In both cases, as I’m hearing and reading many other articles on diverse topics, it may be because our country doesn’t support the basic science research enough. For example, in the latter podcast, the point was made that there is a mountain of data out of the human genomics project that really needs detailed analysis; e.g. we know what a gene does, what we don’t know is exactly how it does it. Or considered another way, the genes that a human shares with a mouse is really a high percentage, something approaching 98%+, but what makes the difference between the human and the mouse is when and how the gene does it’s job.

Without interested people, without post-doc programs to provide research topics, … well, would you work in a field that is apparently drying up? But, it’s not really drying up, other countries, like Korea, China, and Australia have tremendous programs for this sort of thing. We are giving our best and brightest lost of reasons to leave this country.

The lack of sensible policy at the federal level, the lack of proper funding, in cross-disciplined approaches, to projects that are going to benefit us all, … well, I fear for the future (next couple of decades)…

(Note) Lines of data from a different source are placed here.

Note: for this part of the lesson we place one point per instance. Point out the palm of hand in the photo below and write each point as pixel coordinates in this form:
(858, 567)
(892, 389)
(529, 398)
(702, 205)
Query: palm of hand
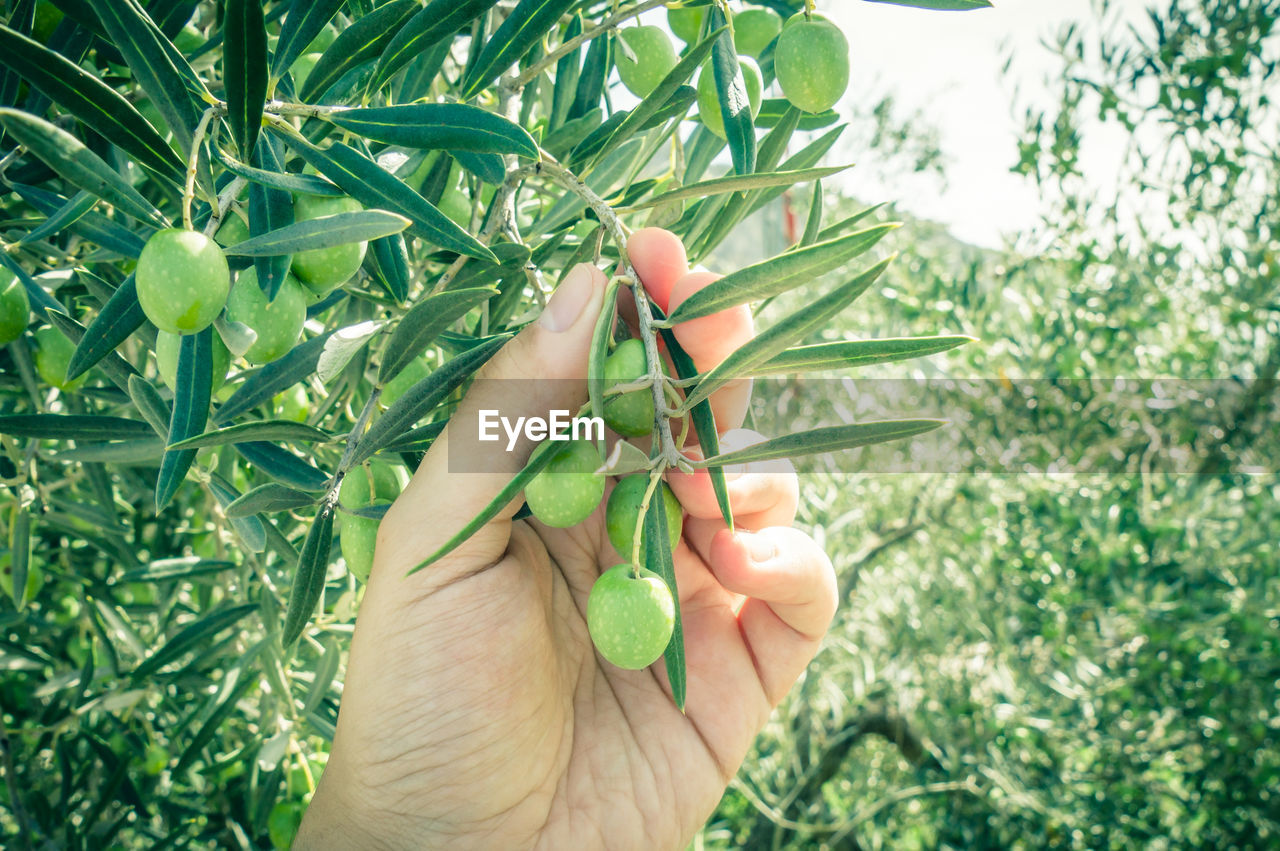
(533, 739)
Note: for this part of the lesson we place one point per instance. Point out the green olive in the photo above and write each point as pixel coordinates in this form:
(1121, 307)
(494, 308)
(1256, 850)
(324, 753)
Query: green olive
(812, 63)
(708, 97)
(622, 512)
(567, 489)
(630, 614)
(654, 58)
(325, 269)
(754, 30)
(14, 307)
(182, 280)
(53, 356)
(278, 323)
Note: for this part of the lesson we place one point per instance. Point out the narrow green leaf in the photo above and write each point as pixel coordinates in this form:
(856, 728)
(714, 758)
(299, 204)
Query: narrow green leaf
(176, 568)
(853, 353)
(245, 72)
(190, 410)
(524, 27)
(324, 675)
(67, 215)
(251, 530)
(301, 26)
(731, 88)
(658, 559)
(90, 100)
(813, 224)
(487, 167)
(73, 426)
(282, 465)
(92, 225)
(78, 165)
(344, 344)
(423, 324)
(114, 366)
(704, 425)
(324, 232)
(192, 637)
(375, 187)
(158, 67)
(275, 376)
(232, 689)
(357, 44)
(830, 232)
(388, 259)
(268, 499)
(423, 397)
(270, 209)
(296, 183)
(822, 440)
(739, 183)
(438, 127)
(279, 430)
(309, 579)
(777, 338)
(19, 556)
(772, 109)
(778, 274)
(438, 19)
(120, 316)
(599, 351)
(941, 5)
(540, 457)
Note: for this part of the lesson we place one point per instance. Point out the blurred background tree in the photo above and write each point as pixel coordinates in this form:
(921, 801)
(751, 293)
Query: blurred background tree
(1070, 660)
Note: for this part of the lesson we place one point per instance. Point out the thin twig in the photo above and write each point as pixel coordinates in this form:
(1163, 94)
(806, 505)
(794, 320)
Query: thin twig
(188, 191)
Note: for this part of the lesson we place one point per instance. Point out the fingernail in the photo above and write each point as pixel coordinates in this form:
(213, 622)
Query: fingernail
(760, 548)
(568, 301)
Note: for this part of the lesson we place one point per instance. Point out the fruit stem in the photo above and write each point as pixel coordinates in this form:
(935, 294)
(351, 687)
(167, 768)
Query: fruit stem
(530, 73)
(654, 477)
(197, 140)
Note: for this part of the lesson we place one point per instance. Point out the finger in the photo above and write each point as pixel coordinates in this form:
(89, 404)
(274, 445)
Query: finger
(519, 381)
(659, 259)
(753, 488)
(791, 590)
(709, 339)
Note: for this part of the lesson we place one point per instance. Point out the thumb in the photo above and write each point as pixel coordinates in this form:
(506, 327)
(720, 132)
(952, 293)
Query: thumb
(542, 370)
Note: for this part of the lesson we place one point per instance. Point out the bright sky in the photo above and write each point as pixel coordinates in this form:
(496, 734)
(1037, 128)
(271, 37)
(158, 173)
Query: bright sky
(947, 64)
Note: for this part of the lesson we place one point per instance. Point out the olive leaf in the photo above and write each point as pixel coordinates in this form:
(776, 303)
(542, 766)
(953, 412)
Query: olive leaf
(325, 232)
(190, 410)
(423, 324)
(309, 577)
(775, 339)
(78, 165)
(822, 440)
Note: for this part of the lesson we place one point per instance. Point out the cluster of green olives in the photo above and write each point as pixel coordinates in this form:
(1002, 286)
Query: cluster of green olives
(183, 283)
(630, 612)
(810, 59)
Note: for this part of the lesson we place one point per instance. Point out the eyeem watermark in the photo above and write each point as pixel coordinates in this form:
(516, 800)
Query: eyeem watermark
(560, 425)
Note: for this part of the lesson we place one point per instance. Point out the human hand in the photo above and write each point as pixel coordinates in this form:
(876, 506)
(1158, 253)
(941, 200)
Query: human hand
(476, 712)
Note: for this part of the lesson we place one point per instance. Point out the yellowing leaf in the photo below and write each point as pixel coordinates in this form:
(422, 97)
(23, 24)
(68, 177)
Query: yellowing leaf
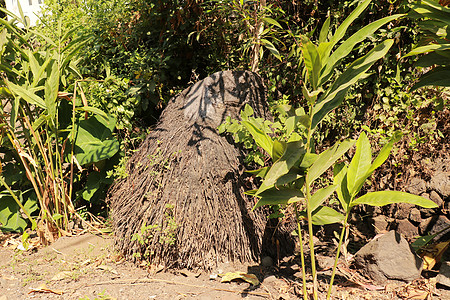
(250, 278)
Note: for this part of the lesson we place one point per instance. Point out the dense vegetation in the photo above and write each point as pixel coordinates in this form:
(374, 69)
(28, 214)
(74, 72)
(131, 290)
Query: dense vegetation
(80, 90)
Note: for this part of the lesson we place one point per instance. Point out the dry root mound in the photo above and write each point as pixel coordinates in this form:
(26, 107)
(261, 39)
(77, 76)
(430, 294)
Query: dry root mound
(182, 204)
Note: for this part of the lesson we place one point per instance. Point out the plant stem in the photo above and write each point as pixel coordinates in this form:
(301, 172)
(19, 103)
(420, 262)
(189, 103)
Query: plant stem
(302, 255)
(341, 238)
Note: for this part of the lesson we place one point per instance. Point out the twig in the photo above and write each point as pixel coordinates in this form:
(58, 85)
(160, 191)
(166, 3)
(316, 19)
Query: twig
(147, 280)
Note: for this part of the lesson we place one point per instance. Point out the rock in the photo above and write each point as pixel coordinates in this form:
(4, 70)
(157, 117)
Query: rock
(380, 223)
(440, 182)
(407, 229)
(443, 277)
(436, 199)
(267, 261)
(417, 186)
(388, 257)
(414, 215)
(442, 224)
(423, 226)
(403, 210)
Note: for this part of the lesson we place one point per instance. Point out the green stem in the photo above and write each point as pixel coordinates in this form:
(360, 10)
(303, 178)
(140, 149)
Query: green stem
(302, 255)
(341, 238)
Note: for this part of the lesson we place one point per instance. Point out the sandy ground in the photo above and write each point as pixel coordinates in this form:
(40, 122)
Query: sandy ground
(86, 267)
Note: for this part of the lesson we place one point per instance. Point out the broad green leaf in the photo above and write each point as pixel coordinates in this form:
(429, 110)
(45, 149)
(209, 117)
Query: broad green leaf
(321, 195)
(360, 164)
(93, 110)
(428, 48)
(25, 94)
(271, 21)
(324, 215)
(326, 159)
(51, 91)
(312, 60)
(289, 159)
(260, 172)
(260, 137)
(94, 141)
(388, 197)
(347, 46)
(269, 46)
(282, 196)
(342, 29)
(357, 70)
(324, 31)
(340, 178)
(437, 77)
(278, 149)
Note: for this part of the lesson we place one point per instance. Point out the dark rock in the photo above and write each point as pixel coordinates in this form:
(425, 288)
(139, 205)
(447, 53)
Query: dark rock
(267, 261)
(444, 274)
(424, 224)
(436, 199)
(403, 210)
(380, 223)
(407, 229)
(441, 226)
(388, 257)
(414, 215)
(440, 182)
(417, 186)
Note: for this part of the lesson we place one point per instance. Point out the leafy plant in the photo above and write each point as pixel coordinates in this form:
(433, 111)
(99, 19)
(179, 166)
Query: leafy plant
(434, 42)
(38, 123)
(296, 165)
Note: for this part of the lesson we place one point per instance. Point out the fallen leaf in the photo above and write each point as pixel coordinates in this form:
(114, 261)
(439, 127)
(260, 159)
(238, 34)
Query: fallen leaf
(61, 275)
(44, 289)
(250, 278)
(107, 268)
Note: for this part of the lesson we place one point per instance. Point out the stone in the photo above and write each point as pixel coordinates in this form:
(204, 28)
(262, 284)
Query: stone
(380, 223)
(440, 182)
(443, 277)
(403, 210)
(407, 229)
(417, 186)
(389, 257)
(424, 224)
(441, 226)
(267, 261)
(436, 198)
(414, 215)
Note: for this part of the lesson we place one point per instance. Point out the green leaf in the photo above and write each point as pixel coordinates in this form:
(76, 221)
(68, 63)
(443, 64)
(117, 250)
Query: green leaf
(93, 110)
(289, 159)
(271, 21)
(269, 46)
(324, 31)
(437, 77)
(342, 29)
(356, 71)
(321, 195)
(261, 138)
(25, 94)
(388, 197)
(347, 46)
(326, 159)
(360, 164)
(94, 141)
(282, 196)
(340, 178)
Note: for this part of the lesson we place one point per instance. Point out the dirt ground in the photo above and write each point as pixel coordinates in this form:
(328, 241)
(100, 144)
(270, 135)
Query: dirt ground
(86, 267)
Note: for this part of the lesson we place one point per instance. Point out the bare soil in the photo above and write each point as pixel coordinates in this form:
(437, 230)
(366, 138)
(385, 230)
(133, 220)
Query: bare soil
(87, 267)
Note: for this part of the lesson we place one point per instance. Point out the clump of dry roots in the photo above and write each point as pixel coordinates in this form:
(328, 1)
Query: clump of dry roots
(183, 203)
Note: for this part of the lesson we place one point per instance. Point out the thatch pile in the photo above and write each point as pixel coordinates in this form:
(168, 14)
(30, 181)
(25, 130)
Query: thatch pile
(182, 204)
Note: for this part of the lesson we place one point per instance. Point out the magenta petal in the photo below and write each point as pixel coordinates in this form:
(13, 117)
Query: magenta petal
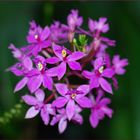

You might say this isn’t important, but you’d be missing the point. The direct investment that DARPA, NASA, and other agencies had with science and technology research provided some glamour for the space program stuff of the 60’s, but it also lead to communications satellites and other mundane things like cellular telephone networks and devices.

Some like to say that Captain Kirk of the Starship Enterprise “invented” the cell phone, because of the use of the communicator on each Star Trek episode, but the fact of the matter was that the imagination of a whole generation was sparked, because of the believability of those episodes, and a market demand (for cell phone technology) was later satisfied, not only by companies trying to make money, but by a whole generation of engineering and scientific students that brought a passion to creating not only the mobile phone technologies we take for granted today, but the internet, the progress toward improvements in the cancer situation (many people can live out their lives today in remission, whereas 20 – 30 years ago, cancer was a death sentence) and countless other technologies we so easily take for granted.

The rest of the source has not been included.